We didn’t just want science, we needed some anecdotal evidence on the benefits of walking as well, and we wanted to hear from leaders, champions in their field or award-winners. Luckily, we found just the people, right here in Gippsland.
The West Gippsland Bushwalking Club was recently awarded the Age-Friendly Victorian Award for an organisation by Victoria’s consistently snappily dressed Governor, Linda Dessau AC, and the Minister for Disability, Ageing and Carers, Luke Donnellan, at a ceremony at Government House.
Mary Habgood, a member of the victorious club, explained that the award recognises an organisation for creating age-friendly communities, promoting active ageing, and improving quality of life and inclusion for older people.
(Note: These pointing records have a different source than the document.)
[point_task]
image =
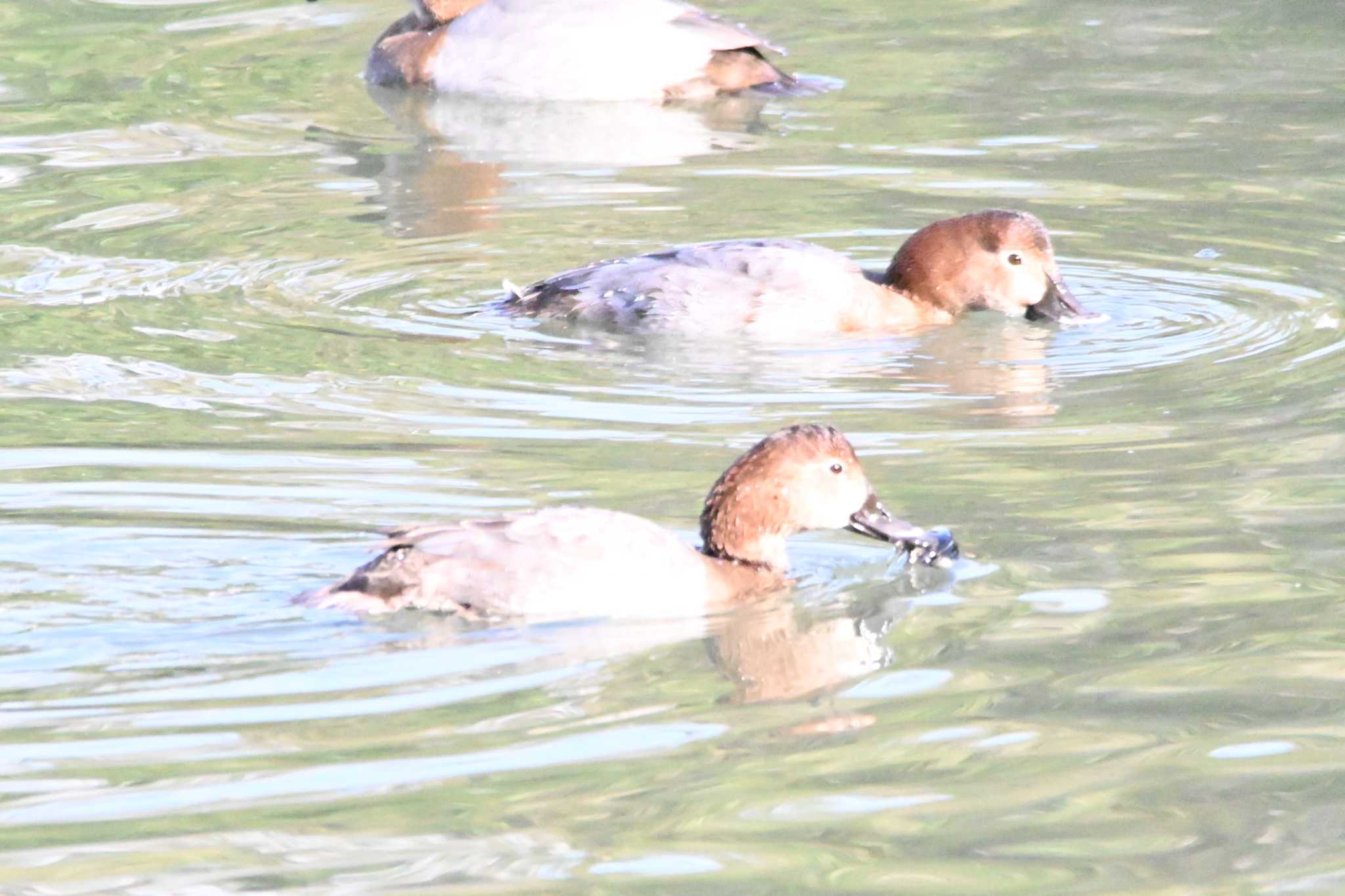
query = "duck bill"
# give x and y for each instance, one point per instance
(875, 522)
(1059, 303)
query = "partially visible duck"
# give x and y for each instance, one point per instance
(571, 50)
(586, 562)
(786, 288)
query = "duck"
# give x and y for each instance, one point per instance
(540, 50)
(583, 562)
(994, 259)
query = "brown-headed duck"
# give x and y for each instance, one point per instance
(787, 289)
(655, 50)
(586, 562)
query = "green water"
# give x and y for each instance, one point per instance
(237, 337)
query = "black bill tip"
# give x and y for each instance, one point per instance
(1057, 303)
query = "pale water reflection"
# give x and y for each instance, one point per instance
(245, 322)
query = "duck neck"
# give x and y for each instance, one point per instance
(731, 532)
(898, 307)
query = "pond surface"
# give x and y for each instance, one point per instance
(240, 333)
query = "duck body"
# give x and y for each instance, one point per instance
(609, 50)
(546, 563)
(586, 562)
(793, 289)
(759, 286)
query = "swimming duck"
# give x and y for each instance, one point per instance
(586, 562)
(657, 50)
(786, 288)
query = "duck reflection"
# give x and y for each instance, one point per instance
(785, 653)
(472, 151)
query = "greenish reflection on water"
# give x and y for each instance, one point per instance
(236, 295)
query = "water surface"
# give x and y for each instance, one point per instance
(238, 303)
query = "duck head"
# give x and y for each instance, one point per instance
(992, 259)
(802, 477)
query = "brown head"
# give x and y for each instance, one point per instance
(802, 477)
(437, 12)
(990, 259)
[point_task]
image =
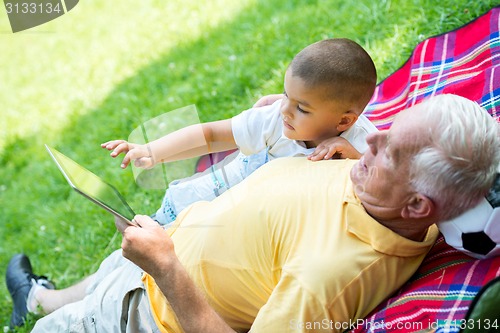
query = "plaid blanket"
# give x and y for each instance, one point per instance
(464, 62)
(437, 297)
All extremely important objectives as the proportion of older people in Australia continues to grow, and pursue purposeful, active lives.
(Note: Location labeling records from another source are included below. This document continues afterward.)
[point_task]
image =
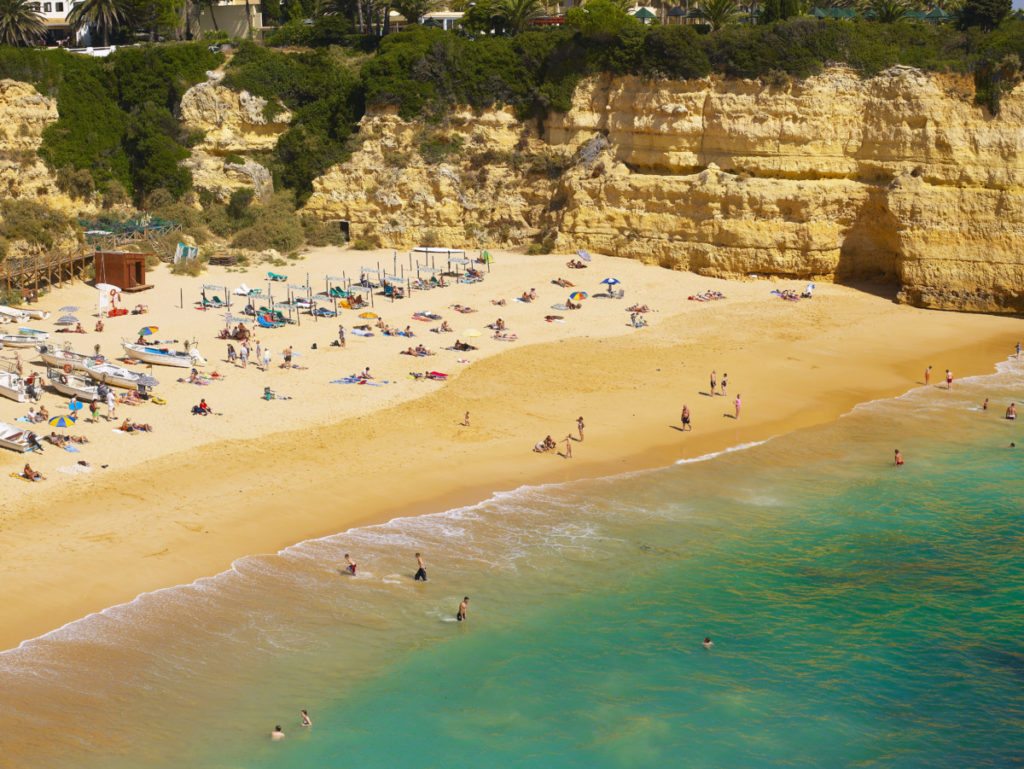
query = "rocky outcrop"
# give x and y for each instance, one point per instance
(233, 124)
(24, 115)
(899, 177)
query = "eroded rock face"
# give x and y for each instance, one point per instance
(898, 177)
(233, 124)
(24, 115)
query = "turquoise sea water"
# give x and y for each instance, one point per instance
(861, 615)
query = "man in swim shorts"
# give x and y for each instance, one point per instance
(421, 572)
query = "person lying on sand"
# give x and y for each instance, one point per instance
(31, 474)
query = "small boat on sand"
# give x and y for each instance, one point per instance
(73, 385)
(20, 340)
(164, 355)
(67, 356)
(119, 376)
(16, 439)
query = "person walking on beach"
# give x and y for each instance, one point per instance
(112, 406)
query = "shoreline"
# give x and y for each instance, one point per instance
(309, 482)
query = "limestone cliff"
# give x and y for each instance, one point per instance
(24, 115)
(233, 124)
(898, 177)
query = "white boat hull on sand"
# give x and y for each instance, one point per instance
(119, 377)
(163, 355)
(14, 438)
(73, 385)
(60, 358)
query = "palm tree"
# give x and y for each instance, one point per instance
(719, 12)
(105, 14)
(19, 23)
(516, 14)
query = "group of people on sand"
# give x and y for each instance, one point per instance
(549, 443)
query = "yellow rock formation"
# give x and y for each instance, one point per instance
(898, 177)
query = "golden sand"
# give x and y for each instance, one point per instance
(186, 500)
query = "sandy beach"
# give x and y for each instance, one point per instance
(186, 500)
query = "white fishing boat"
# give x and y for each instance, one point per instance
(73, 384)
(16, 439)
(19, 340)
(13, 386)
(12, 313)
(61, 358)
(164, 355)
(118, 376)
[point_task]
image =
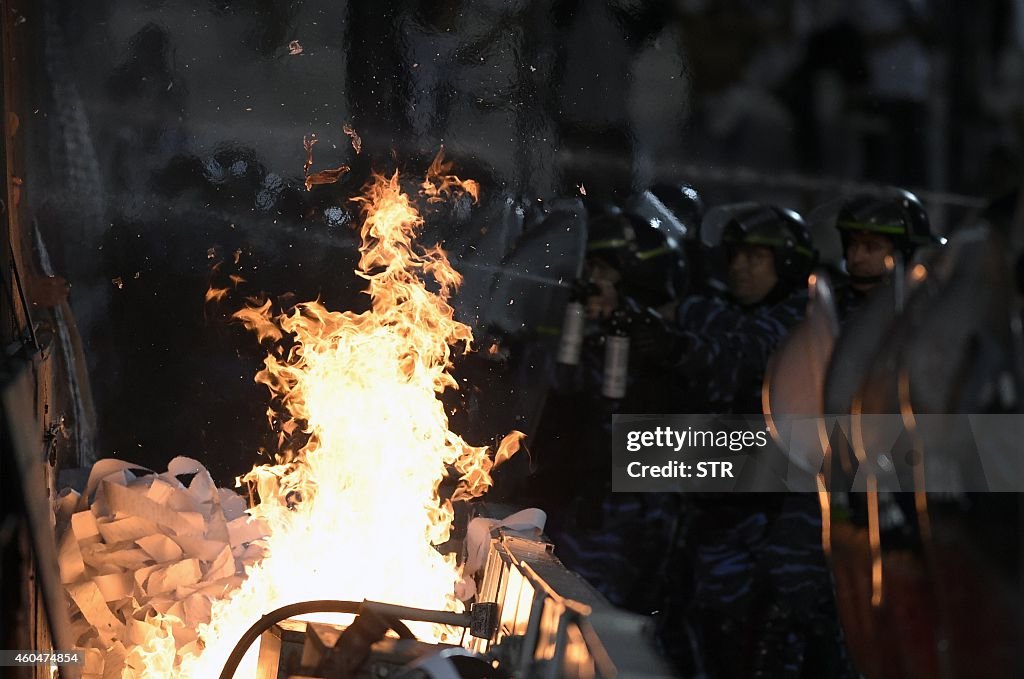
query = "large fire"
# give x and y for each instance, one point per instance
(355, 514)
Established in 1998, the West Gippsland Bush Walkers Club is a non-profit incorporated organisation affiliated with Bushwalking Victoria Inc. The club currently has ninety-three members, 96% of whom are over sixty years of age and 48% over seventy years, the oldest being a spritely 84 years young. To cater for a range of fitness levels, the club offers three levels of walks each fortnight.
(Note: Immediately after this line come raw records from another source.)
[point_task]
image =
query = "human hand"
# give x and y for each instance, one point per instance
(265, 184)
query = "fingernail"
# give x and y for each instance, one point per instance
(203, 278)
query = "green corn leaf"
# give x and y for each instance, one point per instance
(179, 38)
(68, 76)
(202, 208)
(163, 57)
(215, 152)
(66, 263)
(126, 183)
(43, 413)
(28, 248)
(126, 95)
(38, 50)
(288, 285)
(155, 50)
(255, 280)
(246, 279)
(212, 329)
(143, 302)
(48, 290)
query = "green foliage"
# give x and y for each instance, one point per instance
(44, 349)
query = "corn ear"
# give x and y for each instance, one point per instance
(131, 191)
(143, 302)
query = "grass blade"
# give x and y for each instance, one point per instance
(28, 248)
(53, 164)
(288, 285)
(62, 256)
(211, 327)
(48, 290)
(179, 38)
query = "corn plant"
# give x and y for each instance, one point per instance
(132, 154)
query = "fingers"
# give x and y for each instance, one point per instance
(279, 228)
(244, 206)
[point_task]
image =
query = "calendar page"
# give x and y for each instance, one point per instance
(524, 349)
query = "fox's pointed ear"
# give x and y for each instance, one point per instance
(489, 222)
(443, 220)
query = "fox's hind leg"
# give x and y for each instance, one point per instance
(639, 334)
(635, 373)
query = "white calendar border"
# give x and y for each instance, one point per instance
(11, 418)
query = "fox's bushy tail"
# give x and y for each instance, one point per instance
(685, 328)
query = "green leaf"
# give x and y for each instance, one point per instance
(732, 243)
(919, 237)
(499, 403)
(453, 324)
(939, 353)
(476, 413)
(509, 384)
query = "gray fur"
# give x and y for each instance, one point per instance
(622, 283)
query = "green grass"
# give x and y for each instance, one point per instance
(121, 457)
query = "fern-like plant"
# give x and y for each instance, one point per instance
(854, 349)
Given Gippsland’s immense natural beauty and diverse collection of hiking trails (please review our conversation with The Gippy Explorer, Carly Jones, in #12 for a suite of hike suggestions), it’s no surprise that our region is home to several other bushwalking clubs, including the Strzelecki Bushwalking Club, Ben Cruachan Walking Club, Peregrine Club, South Gippsland Walking and Adventure Club, and the Bass Coast Strollers, who score extra points for having the coolest name.
Later this year, all eyes will be on the Gippsland bushwalking scene as the annual Bushwalking Victoria ‘Federation Walks’ will be hosted by the Ben Cruachan Club with support from other Gippsland clubs. In November, walkers from all Victorian clubs will enjoy traipsing throughout Licola’s stunning trails in what should be a valuable boost to our region’s tourism economy too.
The time that the West Gippsland Bush Walkers Club enjoys amongst Gippsland’s natural beauty has fostered a sense of stewardship, and the group co-operates with Parks Victoria and twice a year, under its supervision, participates in clearing two walking tracks. The club has also documented over 150 walking routes covering more than 2000km of tracks thanks to six GPS readers they were able to purchase as part of Community Support Small Equipment Grants via Baw Baw Shire.
Gippslandia isn’t always able to highlight the wonderful achievements that the region’s clubs are responsible for. That’s not the role of this publication. We chose to showcase this club, as they’re representative of so many others: inclusive, passionate, dedicated, industrious, actively seeking to improve the spaces that they utilise (including our parks and bushland) and key pillars in our community.
Hopefully, the following quote from Regina Z., a dedicated bushwalker, is relatable for readers who are involved in one of the many other clubs found throughout Gippsland. If you’re not yet a member, maybe it’s high time you joined: the benefits are huge.
“Participants can learn about and appreciate the natural environment (e.g. urban park, national park, reserve, bushland), whilst enjoying the social interactions made. The sense of community and connectedness to a group, in turn, decreases the feelings of isolation, which could otherwise be common amongst people in rural areas, those who have lost their partners or are remote from their family and friends.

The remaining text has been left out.